Model-Based and Neural-Aided Approaches for Dog Dead Reckoning
This work provides a lightweight and low-cost positioning solution for biological and robotic dogs, which is crucial for applications like medical monitoring, service roles, industrial inspection, and disaster response.
The authors propose three algorithms for dog dead reckoning (DDR) using only inertial sensors to address cumulative drift in canine and robotic dog positioning. Their neural-aided methods achieved an absolute distance error of less than 10% across 13 minutes of biological dog data and 116 minutes of robotic dog data, outperforming model-based approaches.

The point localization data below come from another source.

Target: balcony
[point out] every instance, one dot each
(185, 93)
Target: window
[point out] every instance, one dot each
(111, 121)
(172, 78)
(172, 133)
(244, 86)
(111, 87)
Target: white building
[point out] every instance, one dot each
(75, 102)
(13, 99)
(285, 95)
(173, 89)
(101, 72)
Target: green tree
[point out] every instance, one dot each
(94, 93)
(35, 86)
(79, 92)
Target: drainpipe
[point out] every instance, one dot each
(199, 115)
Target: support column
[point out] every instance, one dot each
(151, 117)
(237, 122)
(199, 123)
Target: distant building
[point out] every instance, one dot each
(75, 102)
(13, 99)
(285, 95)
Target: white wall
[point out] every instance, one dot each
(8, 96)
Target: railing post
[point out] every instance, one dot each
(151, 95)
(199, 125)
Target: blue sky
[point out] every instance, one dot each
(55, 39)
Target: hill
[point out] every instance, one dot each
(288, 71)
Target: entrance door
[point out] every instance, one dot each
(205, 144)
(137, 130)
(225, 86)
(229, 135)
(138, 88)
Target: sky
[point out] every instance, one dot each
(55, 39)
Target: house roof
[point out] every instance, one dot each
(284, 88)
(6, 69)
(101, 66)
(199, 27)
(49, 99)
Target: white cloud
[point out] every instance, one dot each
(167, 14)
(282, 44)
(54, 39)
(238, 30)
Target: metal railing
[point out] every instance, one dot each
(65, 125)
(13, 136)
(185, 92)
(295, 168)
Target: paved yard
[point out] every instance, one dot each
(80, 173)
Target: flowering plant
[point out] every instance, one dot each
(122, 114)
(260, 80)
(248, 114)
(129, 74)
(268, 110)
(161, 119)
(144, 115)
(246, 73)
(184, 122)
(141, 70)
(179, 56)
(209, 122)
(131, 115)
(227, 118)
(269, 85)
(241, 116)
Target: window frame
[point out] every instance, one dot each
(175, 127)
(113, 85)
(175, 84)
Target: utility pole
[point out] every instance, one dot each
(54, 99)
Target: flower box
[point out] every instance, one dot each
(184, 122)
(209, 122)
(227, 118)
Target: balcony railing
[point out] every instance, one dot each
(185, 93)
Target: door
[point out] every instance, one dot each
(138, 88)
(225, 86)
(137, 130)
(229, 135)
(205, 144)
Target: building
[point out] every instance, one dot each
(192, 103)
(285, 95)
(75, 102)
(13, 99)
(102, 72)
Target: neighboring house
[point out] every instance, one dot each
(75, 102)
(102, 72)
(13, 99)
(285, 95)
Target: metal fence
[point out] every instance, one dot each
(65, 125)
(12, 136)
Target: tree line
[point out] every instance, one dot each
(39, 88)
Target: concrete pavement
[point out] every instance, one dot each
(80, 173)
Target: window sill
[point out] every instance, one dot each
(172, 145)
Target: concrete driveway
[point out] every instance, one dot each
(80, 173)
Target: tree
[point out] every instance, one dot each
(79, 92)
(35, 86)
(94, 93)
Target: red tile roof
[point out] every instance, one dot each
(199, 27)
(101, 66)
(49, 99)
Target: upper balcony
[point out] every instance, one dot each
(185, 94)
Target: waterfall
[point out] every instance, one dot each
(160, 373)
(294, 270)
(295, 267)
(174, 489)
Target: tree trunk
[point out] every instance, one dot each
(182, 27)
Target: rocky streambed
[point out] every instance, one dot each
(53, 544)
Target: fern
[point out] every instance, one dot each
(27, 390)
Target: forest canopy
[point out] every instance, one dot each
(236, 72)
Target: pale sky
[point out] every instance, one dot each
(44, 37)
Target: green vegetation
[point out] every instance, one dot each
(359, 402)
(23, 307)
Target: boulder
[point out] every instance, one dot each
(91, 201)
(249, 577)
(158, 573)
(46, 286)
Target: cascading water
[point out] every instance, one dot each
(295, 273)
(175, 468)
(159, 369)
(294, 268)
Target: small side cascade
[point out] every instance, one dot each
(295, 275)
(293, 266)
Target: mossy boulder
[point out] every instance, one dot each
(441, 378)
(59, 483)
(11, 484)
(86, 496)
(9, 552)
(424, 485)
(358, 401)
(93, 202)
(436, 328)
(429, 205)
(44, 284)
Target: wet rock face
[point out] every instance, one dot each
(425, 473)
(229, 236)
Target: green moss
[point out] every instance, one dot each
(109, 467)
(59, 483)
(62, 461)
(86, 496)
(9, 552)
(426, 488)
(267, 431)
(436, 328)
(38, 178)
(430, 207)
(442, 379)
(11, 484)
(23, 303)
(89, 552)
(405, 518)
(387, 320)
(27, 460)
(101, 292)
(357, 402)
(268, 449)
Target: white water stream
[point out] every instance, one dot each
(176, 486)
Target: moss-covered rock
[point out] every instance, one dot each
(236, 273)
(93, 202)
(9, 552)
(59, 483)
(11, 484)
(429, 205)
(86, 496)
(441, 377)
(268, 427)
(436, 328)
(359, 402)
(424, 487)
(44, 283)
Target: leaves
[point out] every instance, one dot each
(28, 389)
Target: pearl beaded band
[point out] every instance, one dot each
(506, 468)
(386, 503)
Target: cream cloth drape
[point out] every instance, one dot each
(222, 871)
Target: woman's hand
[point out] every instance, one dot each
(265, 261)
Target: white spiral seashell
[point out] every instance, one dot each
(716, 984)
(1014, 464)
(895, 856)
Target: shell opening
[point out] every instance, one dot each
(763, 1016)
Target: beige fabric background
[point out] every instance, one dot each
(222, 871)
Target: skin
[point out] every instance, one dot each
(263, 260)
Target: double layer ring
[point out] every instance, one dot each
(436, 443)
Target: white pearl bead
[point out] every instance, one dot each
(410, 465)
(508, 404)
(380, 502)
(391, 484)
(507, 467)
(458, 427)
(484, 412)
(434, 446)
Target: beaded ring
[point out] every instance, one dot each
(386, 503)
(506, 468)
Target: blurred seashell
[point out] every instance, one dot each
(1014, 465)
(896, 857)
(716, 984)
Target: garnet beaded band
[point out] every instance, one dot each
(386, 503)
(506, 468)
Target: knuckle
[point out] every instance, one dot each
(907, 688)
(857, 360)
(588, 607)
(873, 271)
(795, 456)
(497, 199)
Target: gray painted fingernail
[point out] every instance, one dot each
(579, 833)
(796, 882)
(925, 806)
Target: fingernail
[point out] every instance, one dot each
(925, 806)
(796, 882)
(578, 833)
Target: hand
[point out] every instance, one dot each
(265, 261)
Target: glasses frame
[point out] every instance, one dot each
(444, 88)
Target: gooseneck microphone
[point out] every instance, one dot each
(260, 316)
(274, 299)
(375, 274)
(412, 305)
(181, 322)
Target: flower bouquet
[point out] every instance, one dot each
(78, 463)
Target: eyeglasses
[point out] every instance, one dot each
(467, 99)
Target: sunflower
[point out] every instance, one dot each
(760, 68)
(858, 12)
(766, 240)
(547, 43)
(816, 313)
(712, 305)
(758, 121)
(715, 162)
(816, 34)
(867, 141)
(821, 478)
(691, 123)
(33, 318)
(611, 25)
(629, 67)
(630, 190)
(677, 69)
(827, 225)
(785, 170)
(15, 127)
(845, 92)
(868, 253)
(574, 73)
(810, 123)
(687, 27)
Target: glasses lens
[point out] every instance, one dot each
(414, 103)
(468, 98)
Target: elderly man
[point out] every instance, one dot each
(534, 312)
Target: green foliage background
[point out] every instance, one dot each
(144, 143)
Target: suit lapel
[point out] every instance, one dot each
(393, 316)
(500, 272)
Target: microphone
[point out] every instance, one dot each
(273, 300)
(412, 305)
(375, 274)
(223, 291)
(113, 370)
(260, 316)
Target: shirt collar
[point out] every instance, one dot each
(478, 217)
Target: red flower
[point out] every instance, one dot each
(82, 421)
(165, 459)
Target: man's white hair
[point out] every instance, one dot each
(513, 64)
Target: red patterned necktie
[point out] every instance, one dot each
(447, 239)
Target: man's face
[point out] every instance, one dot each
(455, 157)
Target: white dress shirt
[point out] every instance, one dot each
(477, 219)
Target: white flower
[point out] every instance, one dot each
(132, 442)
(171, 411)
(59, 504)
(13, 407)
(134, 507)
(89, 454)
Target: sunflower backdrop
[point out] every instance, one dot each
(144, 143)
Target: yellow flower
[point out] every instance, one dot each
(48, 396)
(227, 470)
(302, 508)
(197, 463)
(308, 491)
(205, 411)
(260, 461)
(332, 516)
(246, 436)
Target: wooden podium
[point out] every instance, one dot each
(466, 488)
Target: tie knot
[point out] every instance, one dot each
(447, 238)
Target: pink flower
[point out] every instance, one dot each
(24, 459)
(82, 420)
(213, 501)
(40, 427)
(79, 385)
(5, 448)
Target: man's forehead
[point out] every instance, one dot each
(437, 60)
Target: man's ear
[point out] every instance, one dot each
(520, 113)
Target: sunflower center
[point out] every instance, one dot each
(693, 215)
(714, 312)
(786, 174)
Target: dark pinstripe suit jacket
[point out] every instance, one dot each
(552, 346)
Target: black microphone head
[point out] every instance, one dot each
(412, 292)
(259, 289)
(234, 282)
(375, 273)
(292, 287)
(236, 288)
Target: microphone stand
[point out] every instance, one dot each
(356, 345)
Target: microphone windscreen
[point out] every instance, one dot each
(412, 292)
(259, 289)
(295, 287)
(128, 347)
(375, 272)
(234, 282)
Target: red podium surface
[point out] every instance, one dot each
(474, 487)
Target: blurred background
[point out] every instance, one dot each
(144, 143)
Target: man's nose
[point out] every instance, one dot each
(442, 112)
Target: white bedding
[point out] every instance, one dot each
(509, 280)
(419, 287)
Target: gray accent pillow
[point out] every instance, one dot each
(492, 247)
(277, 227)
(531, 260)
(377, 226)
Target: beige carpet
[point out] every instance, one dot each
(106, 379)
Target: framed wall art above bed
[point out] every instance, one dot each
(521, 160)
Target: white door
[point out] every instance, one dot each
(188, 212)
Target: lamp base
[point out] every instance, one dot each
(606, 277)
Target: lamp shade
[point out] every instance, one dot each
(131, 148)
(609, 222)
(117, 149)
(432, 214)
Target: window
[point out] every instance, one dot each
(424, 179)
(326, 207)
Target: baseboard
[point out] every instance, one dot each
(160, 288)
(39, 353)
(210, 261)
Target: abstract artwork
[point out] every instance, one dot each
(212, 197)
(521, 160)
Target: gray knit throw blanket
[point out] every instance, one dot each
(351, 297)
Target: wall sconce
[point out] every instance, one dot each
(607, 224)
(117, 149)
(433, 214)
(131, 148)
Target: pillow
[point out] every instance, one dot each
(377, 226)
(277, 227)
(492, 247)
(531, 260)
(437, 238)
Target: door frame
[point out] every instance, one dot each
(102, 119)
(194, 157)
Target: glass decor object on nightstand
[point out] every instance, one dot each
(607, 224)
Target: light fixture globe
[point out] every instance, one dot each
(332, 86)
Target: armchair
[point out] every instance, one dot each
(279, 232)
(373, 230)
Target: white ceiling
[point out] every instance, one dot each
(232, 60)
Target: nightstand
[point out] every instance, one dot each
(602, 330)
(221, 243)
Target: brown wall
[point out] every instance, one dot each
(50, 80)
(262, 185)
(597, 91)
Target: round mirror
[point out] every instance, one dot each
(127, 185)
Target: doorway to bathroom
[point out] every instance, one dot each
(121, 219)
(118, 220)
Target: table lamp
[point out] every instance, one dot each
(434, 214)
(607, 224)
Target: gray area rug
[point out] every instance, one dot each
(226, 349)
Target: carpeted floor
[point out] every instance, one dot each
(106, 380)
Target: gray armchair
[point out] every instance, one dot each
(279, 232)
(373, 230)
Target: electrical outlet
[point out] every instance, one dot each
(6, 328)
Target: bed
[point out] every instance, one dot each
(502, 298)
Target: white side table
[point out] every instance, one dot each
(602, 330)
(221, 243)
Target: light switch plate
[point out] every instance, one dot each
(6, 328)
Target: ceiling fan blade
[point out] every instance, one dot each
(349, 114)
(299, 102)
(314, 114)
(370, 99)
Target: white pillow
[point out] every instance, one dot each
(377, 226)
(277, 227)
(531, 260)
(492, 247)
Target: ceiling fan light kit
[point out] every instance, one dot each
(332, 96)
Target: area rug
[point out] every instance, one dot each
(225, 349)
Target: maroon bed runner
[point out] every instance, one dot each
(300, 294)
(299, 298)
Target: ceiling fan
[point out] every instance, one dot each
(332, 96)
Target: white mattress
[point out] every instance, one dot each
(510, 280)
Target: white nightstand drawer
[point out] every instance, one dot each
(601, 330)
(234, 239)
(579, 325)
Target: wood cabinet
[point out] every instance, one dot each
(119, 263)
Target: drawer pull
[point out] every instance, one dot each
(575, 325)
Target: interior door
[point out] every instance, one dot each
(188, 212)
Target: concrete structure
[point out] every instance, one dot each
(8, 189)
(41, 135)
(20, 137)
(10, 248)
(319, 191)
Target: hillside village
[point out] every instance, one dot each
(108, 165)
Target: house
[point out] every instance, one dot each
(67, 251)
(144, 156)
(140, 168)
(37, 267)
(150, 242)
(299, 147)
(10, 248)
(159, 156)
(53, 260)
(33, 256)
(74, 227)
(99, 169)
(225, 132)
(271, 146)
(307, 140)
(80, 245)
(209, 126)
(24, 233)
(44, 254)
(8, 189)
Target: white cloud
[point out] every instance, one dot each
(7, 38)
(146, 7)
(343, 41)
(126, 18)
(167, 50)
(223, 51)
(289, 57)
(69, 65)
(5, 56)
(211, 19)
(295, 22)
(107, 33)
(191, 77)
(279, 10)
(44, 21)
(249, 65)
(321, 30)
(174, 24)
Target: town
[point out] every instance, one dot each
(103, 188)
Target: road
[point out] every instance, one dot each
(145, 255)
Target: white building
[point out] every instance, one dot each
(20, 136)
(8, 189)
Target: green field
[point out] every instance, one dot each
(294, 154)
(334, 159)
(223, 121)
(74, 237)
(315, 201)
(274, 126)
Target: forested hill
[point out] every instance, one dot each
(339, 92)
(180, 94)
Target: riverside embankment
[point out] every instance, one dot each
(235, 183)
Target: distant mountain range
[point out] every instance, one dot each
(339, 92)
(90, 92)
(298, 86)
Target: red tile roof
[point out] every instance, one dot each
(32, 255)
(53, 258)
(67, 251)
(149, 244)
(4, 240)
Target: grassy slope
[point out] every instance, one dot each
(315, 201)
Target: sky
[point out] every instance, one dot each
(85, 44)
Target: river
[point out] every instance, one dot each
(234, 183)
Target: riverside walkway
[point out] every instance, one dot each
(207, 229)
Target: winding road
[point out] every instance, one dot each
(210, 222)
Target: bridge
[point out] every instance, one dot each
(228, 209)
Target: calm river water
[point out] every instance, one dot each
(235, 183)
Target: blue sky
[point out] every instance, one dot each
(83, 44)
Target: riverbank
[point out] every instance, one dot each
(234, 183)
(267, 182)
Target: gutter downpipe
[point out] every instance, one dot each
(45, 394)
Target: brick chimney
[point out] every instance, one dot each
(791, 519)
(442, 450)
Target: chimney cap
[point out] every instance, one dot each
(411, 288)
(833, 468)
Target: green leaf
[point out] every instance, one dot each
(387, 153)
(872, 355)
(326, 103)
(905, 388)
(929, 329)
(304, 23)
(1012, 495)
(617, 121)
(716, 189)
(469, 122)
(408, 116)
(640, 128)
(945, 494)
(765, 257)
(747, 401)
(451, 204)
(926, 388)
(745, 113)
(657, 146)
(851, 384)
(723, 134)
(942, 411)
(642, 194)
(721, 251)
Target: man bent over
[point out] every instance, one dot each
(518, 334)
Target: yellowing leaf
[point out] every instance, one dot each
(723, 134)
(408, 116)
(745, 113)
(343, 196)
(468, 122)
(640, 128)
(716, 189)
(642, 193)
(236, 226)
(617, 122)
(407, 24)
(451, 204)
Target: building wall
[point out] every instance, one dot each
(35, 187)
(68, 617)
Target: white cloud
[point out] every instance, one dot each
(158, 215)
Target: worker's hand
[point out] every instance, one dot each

Modern canine applications span medical and service roles, while robotic legged dogs serve as autonomous platforms for high-risk industrial inspection, disaster response, and search and rescue operations. For both, accurate positioning remains a significant challenge due to the cumulative drift inherent in inertial sensing. To bridge this gap, we propose three algorithms for accurate positioning using only inertial sensors, collectively referred to as dog dead reckoning (DDR). To evaluate our approaches, we designed DogMotion, a wearable unit for canine data recording. Using DogMotion, we recorded a dataset of 13 minutes. Additionally, we utilized a robotic legged dog dataset with a duration of 116 minutes. Across the two distinct datasets we demonstrate that our neural-aided methods consistently outperform model-based approaches, achieving an absolute distance error of less than 10\%. Consequently, we provide a lightweight and low-cost positioning solution for both biological and legged robotic dogs. To support reproducibility, our codebase and associated datasets have been made publicly available.